Surrounded by a thick wall of rammed earth topped with sharpened staves, more hill fort than manor house, Cotswold was rank with the melting slops of a long, iron-gripped winter. Ankle-deep in mire, littered with broken barrels, scraps and bits of rusty armor, leaking water butts, and other things best left unmentioned, the courtyard was filthy. White hair straggling down the back of her tattered penitent's robe, her heart of oak staff a foot taller than her erect head, the woman walked through the gate, across the stretch of muddy stink, and into the great hall like a queen entering a tapestry-hung, sweet-scented palace.

She was a stranger, but the whispers had preceded her, had run like chain lightning, up and down the land, striking chords of hope, rekindling dreams, burning like small vigil fires in the dark night of despair.

She was a stranger, but they knew her. They knew each step of the ritual, each word, each gesture that must precede before her tale could be told.

And they knew, too, the reason it must be performed in every cot and hold throughout the land.

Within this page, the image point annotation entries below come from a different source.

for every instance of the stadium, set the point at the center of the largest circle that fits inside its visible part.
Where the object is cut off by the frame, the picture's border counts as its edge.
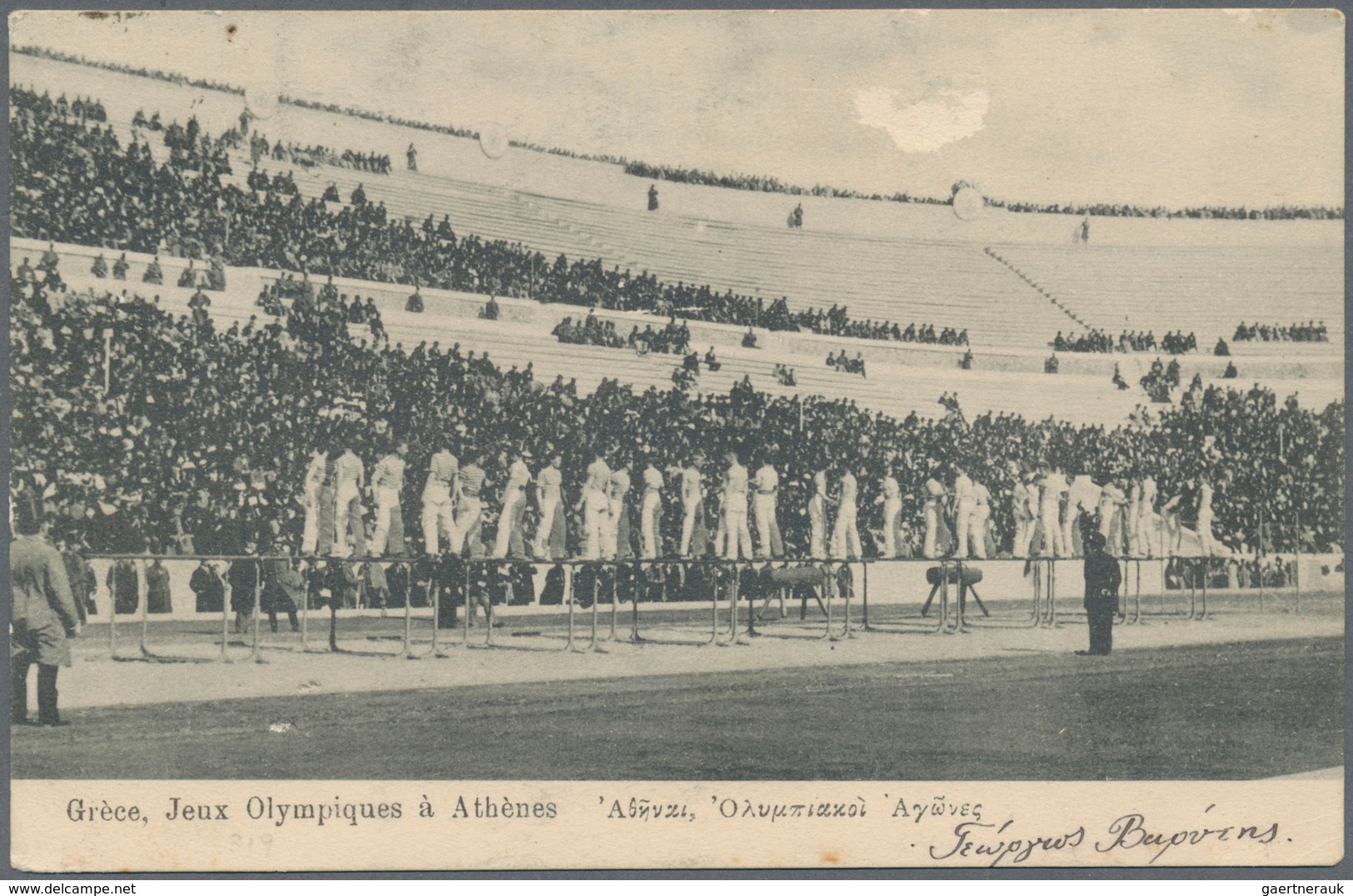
(220, 291)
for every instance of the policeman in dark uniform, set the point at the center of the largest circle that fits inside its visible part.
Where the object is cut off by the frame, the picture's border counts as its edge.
(42, 616)
(1102, 581)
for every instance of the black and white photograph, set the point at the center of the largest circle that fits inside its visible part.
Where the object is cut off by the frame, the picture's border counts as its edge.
(707, 400)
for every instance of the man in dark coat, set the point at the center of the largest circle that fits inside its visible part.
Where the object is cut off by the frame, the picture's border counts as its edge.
(244, 580)
(157, 588)
(207, 588)
(1102, 581)
(283, 586)
(42, 616)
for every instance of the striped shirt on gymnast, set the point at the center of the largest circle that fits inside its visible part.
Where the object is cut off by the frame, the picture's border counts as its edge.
(350, 469)
(471, 480)
(443, 469)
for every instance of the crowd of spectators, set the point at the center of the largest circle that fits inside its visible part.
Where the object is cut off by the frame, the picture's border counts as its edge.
(837, 321)
(82, 108)
(758, 183)
(846, 365)
(1309, 332)
(1160, 379)
(79, 186)
(206, 433)
(1091, 341)
(1097, 340)
(313, 156)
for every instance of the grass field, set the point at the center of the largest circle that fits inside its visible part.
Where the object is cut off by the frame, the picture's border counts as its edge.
(1201, 711)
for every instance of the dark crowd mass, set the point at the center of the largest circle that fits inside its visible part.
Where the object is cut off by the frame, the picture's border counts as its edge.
(221, 441)
(76, 183)
(1309, 332)
(1127, 341)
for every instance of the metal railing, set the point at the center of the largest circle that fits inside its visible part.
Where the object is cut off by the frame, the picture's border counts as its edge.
(724, 577)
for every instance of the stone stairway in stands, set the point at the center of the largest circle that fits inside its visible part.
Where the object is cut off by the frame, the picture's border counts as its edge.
(893, 389)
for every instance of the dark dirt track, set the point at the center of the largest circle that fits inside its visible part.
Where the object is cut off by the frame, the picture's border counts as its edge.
(1218, 711)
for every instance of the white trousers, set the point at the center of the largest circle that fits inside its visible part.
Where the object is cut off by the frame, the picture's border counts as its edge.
(735, 525)
(1149, 534)
(610, 528)
(310, 530)
(1056, 543)
(595, 513)
(768, 527)
(1205, 532)
(1023, 535)
(649, 512)
(512, 506)
(467, 515)
(818, 528)
(688, 528)
(892, 532)
(387, 505)
(439, 519)
(844, 535)
(344, 501)
(931, 547)
(978, 532)
(963, 519)
(547, 525)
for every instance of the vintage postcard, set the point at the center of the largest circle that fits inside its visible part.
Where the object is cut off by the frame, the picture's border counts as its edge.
(692, 441)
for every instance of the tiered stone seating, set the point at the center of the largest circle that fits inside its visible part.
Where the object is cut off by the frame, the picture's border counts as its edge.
(1201, 290)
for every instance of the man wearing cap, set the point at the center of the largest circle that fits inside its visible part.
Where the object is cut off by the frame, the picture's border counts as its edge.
(42, 616)
(387, 480)
(735, 509)
(515, 505)
(550, 501)
(439, 515)
(1102, 581)
(766, 482)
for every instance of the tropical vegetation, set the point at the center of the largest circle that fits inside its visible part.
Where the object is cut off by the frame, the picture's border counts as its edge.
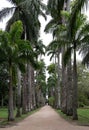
(23, 83)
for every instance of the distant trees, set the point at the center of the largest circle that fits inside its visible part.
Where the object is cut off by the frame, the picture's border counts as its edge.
(68, 37)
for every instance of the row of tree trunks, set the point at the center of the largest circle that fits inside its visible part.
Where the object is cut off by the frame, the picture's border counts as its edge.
(69, 84)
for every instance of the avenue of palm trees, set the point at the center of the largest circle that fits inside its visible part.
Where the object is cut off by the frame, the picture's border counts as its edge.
(23, 84)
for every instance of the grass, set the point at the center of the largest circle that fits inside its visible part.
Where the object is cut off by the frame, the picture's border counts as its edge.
(83, 117)
(4, 114)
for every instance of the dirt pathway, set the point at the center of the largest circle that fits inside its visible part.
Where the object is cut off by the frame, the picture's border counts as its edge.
(45, 119)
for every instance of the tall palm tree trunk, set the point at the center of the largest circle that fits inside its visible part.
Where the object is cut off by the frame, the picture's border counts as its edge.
(75, 86)
(69, 90)
(18, 93)
(10, 105)
(24, 95)
(28, 86)
(58, 81)
(63, 88)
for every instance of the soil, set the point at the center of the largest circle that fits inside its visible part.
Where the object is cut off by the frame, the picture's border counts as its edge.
(45, 119)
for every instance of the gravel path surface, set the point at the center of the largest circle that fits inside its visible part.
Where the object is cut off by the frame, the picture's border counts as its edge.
(45, 119)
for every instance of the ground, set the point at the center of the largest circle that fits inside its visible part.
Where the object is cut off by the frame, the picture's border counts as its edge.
(45, 119)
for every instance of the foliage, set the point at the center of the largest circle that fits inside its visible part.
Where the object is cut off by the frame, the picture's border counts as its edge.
(83, 117)
(83, 86)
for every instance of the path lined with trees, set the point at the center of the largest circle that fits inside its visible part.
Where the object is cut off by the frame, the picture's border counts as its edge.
(45, 119)
(23, 85)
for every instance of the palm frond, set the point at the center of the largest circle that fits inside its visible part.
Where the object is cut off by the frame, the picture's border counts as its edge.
(5, 12)
(78, 4)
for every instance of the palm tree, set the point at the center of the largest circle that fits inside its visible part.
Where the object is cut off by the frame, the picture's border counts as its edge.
(28, 12)
(13, 50)
(79, 37)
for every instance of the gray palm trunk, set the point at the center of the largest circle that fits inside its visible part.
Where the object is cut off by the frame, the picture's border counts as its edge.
(75, 86)
(69, 79)
(18, 93)
(58, 82)
(69, 90)
(33, 88)
(63, 88)
(28, 87)
(24, 94)
(10, 104)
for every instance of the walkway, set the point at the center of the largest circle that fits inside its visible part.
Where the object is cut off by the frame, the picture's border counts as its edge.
(45, 119)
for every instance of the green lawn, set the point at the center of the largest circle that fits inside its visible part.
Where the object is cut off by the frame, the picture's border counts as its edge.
(4, 117)
(83, 116)
(3, 113)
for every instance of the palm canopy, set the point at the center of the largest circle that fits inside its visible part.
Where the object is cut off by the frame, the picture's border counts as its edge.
(27, 11)
(75, 10)
(13, 50)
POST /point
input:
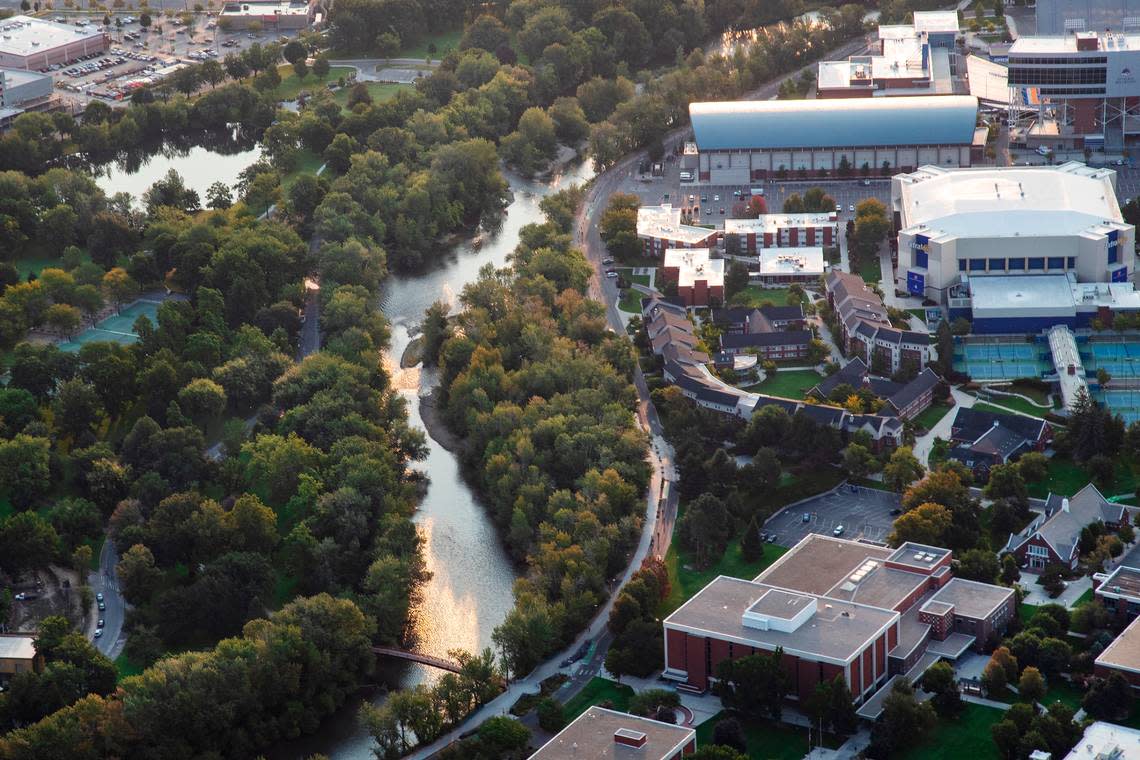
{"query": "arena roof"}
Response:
(23, 35)
(1008, 201)
(858, 122)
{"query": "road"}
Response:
(105, 581)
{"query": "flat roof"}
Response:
(694, 264)
(819, 563)
(17, 647)
(856, 122)
(23, 35)
(775, 222)
(1124, 652)
(836, 631)
(791, 261)
(1007, 201)
(591, 735)
(971, 598)
(1123, 581)
(664, 222)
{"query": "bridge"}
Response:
(415, 656)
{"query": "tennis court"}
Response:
(1001, 361)
(119, 328)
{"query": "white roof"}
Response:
(664, 222)
(17, 647)
(791, 261)
(23, 35)
(1008, 201)
(694, 264)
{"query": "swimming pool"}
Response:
(119, 328)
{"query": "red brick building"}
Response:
(832, 607)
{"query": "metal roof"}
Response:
(858, 122)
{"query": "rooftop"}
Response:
(857, 122)
(16, 646)
(835, 631)
(22, 35)
(1007, 201)
(664, 222)
(971, 598)
(593, 736)
(694, 264)
(1124, 652)
(791, 261)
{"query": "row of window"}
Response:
(1016, 263)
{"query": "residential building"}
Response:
(1118, 591)
(1104, 741)
(33, 43)
(865, 329)
(1055, 537)
(965, 223)
(743, 141)
(17, 655)
(915, 58)
(659, 228)
(602, 734)
(698, 276)
(1122, 655)
(749, 236)
(833, 606)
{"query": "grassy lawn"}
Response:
(789, 384)
(765, 740)
(595, 692)
(930, 417)
(757, 296)
(685, 580)
(967, 736)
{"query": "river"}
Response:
(470, 591)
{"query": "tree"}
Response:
(942, 683)
(1032, 686)
(928, 523)
(751, 548)
(902, 470)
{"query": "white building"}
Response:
(1009, 220)
(33, 43)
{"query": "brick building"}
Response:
(836, 606)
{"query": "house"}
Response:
(914, 398)
(984, 439)
(18, 655)
(600, 733)
(1055, 538)
(835, 606)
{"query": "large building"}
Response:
(747, 236)
(33, 43)
(1008, 220)
(837, 607)
(1083, 83)
(915, 58)
(601, 734)
(743, 141)
(659, 228)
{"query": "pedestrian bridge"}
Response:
(415, 656)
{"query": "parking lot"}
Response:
(862, 512)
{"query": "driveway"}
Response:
(862, 513)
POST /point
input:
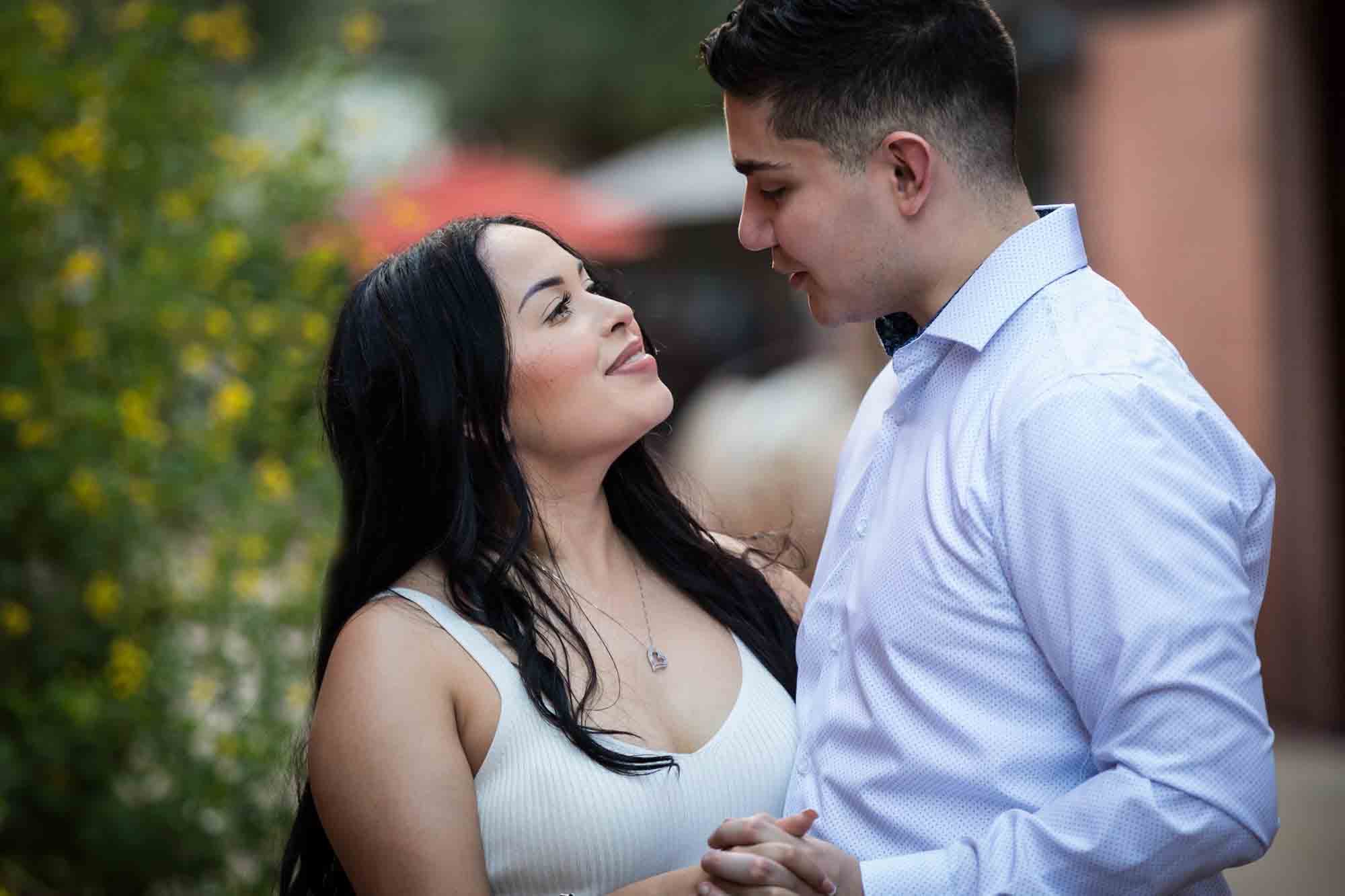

Red, chapped hands on the hilts of their broadswords, the guards stood at attention when she passed. Round-eyed and silent, swaddled babes stared at her, forgetting to gnaw on rusks or suck on honey-dipped rags.

Even the hungry hounds stopped growling at the children, snapping at each other, fighting for tossed bones, and watched the woman--not with fear or anger, but with something else in their eyes. That something made them wag their tails and belly-crawl after her as she crossed the greasy rushes that covered the stone floor, circled the smoking firepit. The dogs stopped when she halted before the man sprawled drunkenly in a huge, gilded chair on the raised platform at the far end of the hall.

Small eyes nearly buried in fat, swollen fingers splayed wide, clutching at the carven arms of his throne, the man, Robert of Cotswold, took a deep breath and swallowed hard. He said nothing. He could say nothing yet.

As was her right and god-given duty, the woman invoked the ritual.